Botulinum toxin-A-induced protective ptosis in the treatment of lagophthalmos associated with facial paralysis.

PURPOSE

To evaluate the safety and efficacy of the protective ptosis created by botulinum neurotoxin type-A in lagophthalmos cases due to peripheral facial paralysis.

METHODS

Protective ptosis was induced by 7.5 U botulinum neurotoxin type-A injection into levator muscles in 15 patients with peripheral facial paralysis and lagophthalmos. Its efficacy and safety were evaluated prospectively. Complete ophthalmological examinations were performed before and after injections; interpalpebral fissure, upper eyelid margin reflex distance, and levator muscle function were measured. In control visits, degree and duration of ptosis and side effects of the drug were evaluated.

RESULTS

The mean age of the patients was 55 ± 14.28 years (22-78 years).

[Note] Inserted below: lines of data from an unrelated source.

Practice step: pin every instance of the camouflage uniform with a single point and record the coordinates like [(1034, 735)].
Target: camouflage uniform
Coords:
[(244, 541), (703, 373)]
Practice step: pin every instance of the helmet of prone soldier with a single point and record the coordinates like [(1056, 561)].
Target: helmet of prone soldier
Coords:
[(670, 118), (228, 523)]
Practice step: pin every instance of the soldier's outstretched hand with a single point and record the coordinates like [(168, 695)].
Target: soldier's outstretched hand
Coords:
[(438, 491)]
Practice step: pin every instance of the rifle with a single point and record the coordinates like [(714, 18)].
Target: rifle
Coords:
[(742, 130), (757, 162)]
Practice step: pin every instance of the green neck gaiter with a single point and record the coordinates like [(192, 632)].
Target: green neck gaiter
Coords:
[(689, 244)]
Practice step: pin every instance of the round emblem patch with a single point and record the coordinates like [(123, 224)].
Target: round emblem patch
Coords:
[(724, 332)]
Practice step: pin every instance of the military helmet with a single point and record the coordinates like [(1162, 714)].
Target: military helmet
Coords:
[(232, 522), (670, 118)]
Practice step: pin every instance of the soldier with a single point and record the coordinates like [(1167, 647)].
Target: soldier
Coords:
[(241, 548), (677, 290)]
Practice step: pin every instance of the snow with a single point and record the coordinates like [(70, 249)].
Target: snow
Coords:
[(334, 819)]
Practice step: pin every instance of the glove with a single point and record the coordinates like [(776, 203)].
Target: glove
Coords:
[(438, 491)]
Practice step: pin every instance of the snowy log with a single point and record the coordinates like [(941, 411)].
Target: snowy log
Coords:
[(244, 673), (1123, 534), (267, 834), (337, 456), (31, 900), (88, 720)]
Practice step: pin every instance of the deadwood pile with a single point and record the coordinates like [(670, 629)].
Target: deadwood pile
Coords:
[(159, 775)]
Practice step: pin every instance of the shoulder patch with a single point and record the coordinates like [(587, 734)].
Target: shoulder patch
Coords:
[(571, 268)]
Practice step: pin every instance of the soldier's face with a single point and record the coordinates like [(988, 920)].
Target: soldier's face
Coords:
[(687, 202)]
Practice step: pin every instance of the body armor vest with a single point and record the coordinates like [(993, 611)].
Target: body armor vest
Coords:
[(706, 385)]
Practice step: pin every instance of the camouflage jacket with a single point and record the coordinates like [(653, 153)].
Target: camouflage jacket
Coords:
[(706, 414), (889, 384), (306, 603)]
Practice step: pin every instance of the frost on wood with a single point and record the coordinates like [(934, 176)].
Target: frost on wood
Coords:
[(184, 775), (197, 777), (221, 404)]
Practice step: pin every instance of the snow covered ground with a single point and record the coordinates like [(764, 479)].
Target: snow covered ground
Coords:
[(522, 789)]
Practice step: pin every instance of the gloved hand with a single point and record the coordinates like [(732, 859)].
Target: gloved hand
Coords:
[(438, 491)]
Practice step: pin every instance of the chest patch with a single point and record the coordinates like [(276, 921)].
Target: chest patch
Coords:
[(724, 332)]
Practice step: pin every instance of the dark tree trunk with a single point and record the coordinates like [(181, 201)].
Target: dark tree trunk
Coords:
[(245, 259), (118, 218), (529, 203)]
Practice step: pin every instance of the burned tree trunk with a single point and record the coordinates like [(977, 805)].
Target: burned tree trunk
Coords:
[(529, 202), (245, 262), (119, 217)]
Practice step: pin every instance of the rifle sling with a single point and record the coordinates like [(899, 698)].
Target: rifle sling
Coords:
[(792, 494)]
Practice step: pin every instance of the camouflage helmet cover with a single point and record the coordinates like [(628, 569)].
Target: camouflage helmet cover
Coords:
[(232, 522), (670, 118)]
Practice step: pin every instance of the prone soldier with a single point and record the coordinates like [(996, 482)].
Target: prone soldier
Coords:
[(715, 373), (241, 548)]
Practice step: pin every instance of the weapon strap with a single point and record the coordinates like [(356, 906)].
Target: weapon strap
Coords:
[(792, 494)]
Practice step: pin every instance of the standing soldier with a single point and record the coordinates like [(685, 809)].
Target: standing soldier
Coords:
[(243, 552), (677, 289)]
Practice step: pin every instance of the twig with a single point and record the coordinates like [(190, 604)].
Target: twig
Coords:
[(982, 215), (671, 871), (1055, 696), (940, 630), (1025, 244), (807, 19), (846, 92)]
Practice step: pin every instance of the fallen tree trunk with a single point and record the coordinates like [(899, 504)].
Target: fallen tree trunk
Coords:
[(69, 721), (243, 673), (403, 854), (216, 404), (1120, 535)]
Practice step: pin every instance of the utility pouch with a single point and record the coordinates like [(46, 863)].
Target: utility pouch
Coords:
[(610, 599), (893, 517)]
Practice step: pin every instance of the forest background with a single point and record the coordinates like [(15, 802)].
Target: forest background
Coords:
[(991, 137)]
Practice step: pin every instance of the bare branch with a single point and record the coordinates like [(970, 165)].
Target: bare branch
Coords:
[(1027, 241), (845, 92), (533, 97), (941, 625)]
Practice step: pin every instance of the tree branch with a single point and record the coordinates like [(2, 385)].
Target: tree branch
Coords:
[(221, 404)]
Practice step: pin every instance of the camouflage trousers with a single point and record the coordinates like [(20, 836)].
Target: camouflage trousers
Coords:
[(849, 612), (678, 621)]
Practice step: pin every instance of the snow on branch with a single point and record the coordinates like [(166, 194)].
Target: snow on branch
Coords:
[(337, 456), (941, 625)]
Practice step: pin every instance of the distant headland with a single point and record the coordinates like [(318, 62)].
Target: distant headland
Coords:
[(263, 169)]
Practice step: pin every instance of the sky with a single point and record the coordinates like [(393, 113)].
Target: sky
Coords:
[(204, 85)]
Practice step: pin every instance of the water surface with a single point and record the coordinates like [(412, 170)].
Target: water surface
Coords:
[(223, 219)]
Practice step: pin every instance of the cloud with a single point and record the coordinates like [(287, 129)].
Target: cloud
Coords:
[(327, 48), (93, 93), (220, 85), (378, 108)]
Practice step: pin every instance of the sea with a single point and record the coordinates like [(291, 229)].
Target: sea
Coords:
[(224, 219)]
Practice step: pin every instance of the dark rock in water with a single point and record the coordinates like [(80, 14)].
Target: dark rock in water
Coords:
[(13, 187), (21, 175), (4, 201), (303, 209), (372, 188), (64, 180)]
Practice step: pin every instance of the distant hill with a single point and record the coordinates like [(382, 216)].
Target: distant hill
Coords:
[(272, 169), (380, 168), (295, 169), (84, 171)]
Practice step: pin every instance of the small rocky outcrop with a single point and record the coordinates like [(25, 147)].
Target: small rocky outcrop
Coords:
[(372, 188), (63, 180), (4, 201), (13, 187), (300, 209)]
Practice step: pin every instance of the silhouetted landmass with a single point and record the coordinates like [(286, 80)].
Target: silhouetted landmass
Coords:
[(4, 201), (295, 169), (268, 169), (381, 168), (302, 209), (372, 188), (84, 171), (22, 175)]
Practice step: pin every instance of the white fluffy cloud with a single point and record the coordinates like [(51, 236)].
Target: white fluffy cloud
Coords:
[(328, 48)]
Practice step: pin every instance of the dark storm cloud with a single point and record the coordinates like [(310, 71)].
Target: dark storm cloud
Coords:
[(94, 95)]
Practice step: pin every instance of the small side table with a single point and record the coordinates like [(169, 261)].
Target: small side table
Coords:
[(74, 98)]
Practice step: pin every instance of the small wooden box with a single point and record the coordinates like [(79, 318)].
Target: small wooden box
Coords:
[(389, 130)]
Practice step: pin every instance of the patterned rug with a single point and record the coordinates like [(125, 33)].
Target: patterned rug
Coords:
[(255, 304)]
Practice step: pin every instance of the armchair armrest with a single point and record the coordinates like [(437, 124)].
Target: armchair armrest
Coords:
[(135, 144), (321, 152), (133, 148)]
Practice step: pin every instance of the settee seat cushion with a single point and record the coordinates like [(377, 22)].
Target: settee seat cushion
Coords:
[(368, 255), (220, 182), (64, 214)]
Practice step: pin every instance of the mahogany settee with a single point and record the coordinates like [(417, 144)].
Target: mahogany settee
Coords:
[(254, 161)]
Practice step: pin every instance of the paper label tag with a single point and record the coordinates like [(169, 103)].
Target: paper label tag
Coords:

Ptosis created by botulinum neurotoxin type-A injection was severe in 12 patients (80%), moderate in 2 patients (13.3%), and mild in 1 patient (6.7%). The effect of botulinum neurotoxin type-A began in 2.33 ± 1.44 days and peaked in 5.73 ± 2.63 days. No patient needed a second injection. The mean duration for ptosis was 10.53 ± 2.89 weeks. After development of ptosis, statistically significant improvement in corneal symptoms (p < 0.01) and decrease in daily artificial tear requirement (p < 0.01) were detected. Local or systemic side effects were not observed in any of the patients.

CONCLUSION

In patients with peripheral facial paralysis and lagophthalmos, protective ptosis created by botulinum neurotoxin type-A injection into the levator muscle is a reliable and effective technique for the protection of the ocular surface and treatment of existing corneal complications. It represents an alternative treatment modality in cases requiring surgery.